This is not an accurate scale model. Just something I slapped together very quickly.


So I made this load to represent that 200" mirror being moved by rail.
I placed it on a marx flat car because the only train we had as kids was a marx we got for Christmas in 1963 (lost it in 64 in the flood) Never had another train until lately. I did
however be come an amateur astronomer. ( I stress amateur)

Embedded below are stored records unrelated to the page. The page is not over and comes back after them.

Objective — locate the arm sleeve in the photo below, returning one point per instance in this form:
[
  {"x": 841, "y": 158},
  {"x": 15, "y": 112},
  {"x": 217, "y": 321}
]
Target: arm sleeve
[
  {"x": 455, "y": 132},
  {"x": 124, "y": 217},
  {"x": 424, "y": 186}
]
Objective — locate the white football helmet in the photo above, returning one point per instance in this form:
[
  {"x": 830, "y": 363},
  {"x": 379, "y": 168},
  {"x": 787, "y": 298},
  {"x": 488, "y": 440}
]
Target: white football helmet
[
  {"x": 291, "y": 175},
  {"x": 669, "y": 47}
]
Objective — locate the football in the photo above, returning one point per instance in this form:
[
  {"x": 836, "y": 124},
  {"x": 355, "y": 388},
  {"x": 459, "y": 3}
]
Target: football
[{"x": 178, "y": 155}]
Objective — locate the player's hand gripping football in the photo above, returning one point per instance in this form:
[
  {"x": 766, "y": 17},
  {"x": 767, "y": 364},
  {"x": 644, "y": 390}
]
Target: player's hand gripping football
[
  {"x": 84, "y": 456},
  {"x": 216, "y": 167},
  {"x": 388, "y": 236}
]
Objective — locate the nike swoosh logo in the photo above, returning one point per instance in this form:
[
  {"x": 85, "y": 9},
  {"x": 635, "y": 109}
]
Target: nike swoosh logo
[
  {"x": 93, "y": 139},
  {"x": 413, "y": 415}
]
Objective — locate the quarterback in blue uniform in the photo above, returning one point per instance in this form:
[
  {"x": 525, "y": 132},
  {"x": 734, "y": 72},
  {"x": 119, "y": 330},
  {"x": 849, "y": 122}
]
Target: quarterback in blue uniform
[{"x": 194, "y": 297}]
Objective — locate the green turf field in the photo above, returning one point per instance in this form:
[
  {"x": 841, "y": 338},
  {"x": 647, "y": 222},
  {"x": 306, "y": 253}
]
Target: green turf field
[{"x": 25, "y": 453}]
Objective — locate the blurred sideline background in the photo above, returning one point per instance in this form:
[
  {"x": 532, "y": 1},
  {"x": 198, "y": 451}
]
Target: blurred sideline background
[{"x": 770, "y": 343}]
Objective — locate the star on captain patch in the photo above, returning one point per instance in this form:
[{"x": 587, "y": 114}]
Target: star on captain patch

This is not an accurate scale model. Just something I slapped together very quickly.
I haven't posted pics on the forum yet so I hope get it done.


----------



## Lee Willis

Nice! Really nice. I love it. What a cool idea for a load. Growing up I thought the Palomar Observatory was the the very pinnacle of scientific research. We went to California and despite Disneyland, seeing the observatory was the highlight of our trip for me.


----------



## Marklx200

Thanks Lee. I love your stuff on the forum. It all so funny and obviously takes a lot of thought
and time. You are very creative. No, I am not sucking up to win. Unless its working of course.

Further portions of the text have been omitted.